It’s all about labor
Last week, I wrote a column on the prospects for materials handling automation over the next four or five years.
In part, I believe our opportunities lie in labor-related issues. Wages in China and other emerging economies are rising, which makes moving manufacturing back to the United States more attractive if other costs make sense. At the same time, American manufacturers and distributors are grappling with their own set of labor issues, including the silver tsunami, a shortage of skilled labor for manufacturing and a shortage of labor willing to work in a distribution center.
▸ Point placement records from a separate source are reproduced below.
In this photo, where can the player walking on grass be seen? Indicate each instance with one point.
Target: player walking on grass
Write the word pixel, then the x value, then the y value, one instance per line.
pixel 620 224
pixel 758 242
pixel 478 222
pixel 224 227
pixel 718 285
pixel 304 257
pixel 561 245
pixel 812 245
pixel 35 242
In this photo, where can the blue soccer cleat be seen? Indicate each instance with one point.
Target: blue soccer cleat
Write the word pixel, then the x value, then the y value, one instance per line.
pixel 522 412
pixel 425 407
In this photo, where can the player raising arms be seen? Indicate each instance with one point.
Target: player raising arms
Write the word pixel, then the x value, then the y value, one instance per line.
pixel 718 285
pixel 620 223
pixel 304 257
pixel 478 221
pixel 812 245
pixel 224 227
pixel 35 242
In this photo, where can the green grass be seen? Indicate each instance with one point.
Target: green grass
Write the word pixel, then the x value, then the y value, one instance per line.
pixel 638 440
Then, there’s the cost of labor. This was driven home to me by a conversation I had last week with two systems engineers from a leading 3PL. They contacted me in response to a column I’d written about lift truck manufacturers getting into the AGV business. They had a lot of very detailed questions about which lift truck manufacturers were offering hybrid trucks and what kind of processes and applications they were targeting in distribution centers.
As it turns out, these guys weren’t just picking my brain. One of their customers was willing to fund a pilot study on the feasibility of using lift truck/AGVs in a distribution environment.
But AGVs are just the starting point. The customer, as it turns out, has recently completed labor negotiations with its unions and has asked the 3PL to review all of its distribution processes and look for areas where there is an economic justification to apply automation.
Based on things I heard at MHIA two weeks ago, I think variations of these conversations are going on at companies across North America. How and whether we can tap into them will say a lot about how our industry grows in the future.